Have a great weekend!

Hope your weigh in this morning 
went the way you wanted it too!


----------



## SierraCook (Feb 18, 2005)

I did not lose any weight yhis week, but I did not gain any either!!    That's Ok, because there is always next week.   I am so happy with myself because I worked out 4 times so far this week.  Each time was for at least an hour.


----------



## kyles (Feb 19, 2005)

Hi all, yes I am still alive!!!!! My lifestyle has completely changed, not only am I cooking healthier, I am working out three times a week and swimming twice a week, which is why you never see me anymore, I have no time for internet now!!!!! I am feeling fabulous, I have lost 13 pounds so far, and now only have 87 or so to go, which sounds so much easier that 100!!!!!!

And scarily, I love exercise, I never knew I liked exercise!!!!!!! The gym is fun, it's full of fit and gorgeous people, but I have found a time when it's empty, so that suits me fine. 

I miss you all!!!!!


----------



## buckytom (Feb 19, 2005)

tut tut kyles, no chasing thorpedoes or other studly guys around the pool, unless they're faster and it only serves to make you keep going.
good going tho. swimming is by far the best exercise; combining strength, flexibility, and aerobic conditioning. keep it up chica...


----------



## Catseye (Feb 19, 2005)

YaHOOO, lost three pounds!  Total of nine lost, and my little ticker thingie creeps a bit more rightward . . .   
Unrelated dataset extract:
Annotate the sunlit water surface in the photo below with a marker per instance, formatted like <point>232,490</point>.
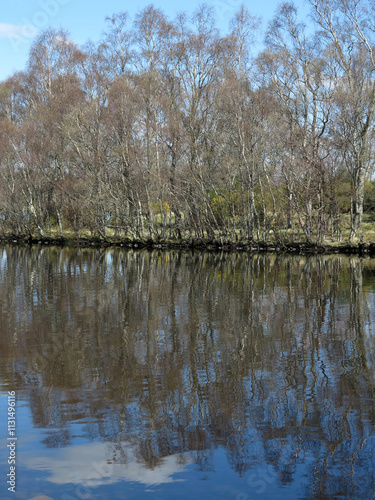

Big handful of spangly confetti tossed over the heads of everyone who progressed on their difficult journey this week, and double that for kyles.  I'm so happy you're having such a splendid time with this, kyles!  (I missed you and wondered how you were doing.)


Cats


----------



## kyles (Feb 19, 2005)

LOL Buckytom, the youngest man in the pool is about 70! Mind you he looks ok in a pair of swimming trunks!!!!   

I'm still too embarrassed at the gym to do anything but look straight ahead, Keanu Reeves could walk in and I would be oblivious.......


----------